What the Court of Industrial Relations should have done as suggested by Presiding Judge Roldan,
was to give priority to this case so that it could be decided in the shortest time possible.

In the case of Manila Trading and Supply Co. vs. Zulueta, 69 Phil., 485, it was held:

But much as we should expand beyond economic orthodoxy, we hold that an

employer cannot legally be compelled to continue with employment of a person who
admittedly was guilty of misfeasance or malfeasance towards his employer, and
whose continuance in the service of the latter is patently inimical to his interest. The
law, in protecting the rights of the laborer, authorizes neither oppression or self
destruction of the employer.

If we now compel the can company to readmit the strikers who later on might be declared to have
been properly dismissed by their employer because they not only staged an illegal strike but
because they tried to prevent other loyal laborers from continuing to work, we will be committing a
grave injustice to the employer company without first giving it a chance to be heard, especially since
it has, as already stated, squarely raised in issue the alleged illegality of the strike.
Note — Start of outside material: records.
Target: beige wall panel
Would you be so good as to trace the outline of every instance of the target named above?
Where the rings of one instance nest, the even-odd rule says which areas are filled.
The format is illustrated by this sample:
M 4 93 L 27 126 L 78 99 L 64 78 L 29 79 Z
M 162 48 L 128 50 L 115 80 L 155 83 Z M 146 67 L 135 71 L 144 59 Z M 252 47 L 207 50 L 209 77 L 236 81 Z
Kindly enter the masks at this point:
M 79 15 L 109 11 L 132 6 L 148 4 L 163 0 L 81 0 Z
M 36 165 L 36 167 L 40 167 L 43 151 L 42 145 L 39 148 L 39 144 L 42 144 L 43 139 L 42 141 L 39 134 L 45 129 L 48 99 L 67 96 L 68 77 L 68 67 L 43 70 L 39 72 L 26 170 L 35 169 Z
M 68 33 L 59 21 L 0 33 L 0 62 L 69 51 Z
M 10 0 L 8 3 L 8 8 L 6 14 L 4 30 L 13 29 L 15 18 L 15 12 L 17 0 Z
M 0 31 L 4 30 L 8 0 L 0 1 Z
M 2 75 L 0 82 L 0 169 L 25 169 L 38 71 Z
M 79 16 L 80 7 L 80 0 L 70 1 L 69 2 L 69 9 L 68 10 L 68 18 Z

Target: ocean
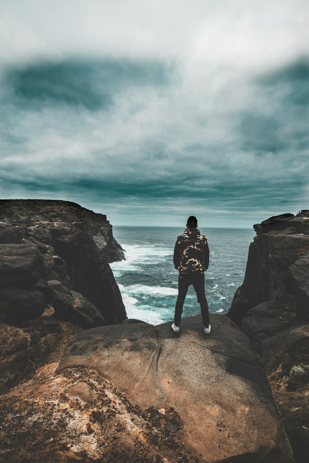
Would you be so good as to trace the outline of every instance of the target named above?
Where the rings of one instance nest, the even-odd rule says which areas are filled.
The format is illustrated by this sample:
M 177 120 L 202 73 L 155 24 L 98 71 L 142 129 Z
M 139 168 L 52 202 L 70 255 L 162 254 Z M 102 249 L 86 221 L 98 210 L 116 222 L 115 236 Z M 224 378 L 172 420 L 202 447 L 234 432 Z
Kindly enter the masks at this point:
M 125 250 L 126 260 L 110 264 L 128 318 L 152 325 L 171 321 L 177 295 L 178 272 L 173 254 L 177 237 L 184 227 L 114 226 L 113 235 Z M 203 228 L 210 250 L 205 273 L 209 312 L 226 313 L 234 293 L 243 282 L 251 228 Z M 189 288 L 183 317 L 200 313 L 193 287 Z

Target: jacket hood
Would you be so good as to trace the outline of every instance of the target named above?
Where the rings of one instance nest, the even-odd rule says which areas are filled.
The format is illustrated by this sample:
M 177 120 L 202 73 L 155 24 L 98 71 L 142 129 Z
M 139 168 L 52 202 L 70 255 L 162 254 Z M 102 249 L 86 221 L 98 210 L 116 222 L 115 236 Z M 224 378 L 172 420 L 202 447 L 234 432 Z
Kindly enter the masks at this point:
M 189 233 L 189 235 L 192 235 L 193 236 L 194 236 L 195 235 L 201 234 L 201 232 L 198 228 L 186 228 L 183 233 Z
We hold that where an employer claims that the strike of some of its laborers was illegal and so it
has dismissed said laborers for refusing to return to work, and raises such illegality squarely in issue
in a case pending before the Court of Industrial Relations, and further asserts that because of the
loss in its business, it does not presently need the services of said strikers nor of substitutes to take
their places in the employer's factory, strikers back to work, should first determine whether or not the
strike was legal and whether or not the strikers has been properly and lawfully discharged, and for
this purpose the lower court should give priority to the hearing and determination of the case, so as
to avoid committing any possible injustice to the employer. This, especially in a case where like the
present, as we understand it, only a portion of the workers had gone on strike, thereby not unduly
interrupting much less, paralyzing the work and production of the Company, which production by the
way, does not, because of its nature, involve public interest.

In view of the foregoing, the order of April 8, 1949, and the resolution of July 10, 1949, are hereby
set aside. Let the writ of certiorari issue, with costs.

Ozaeta, Pablo, Bengzon, Tuason, and Reyes, JJ., concur.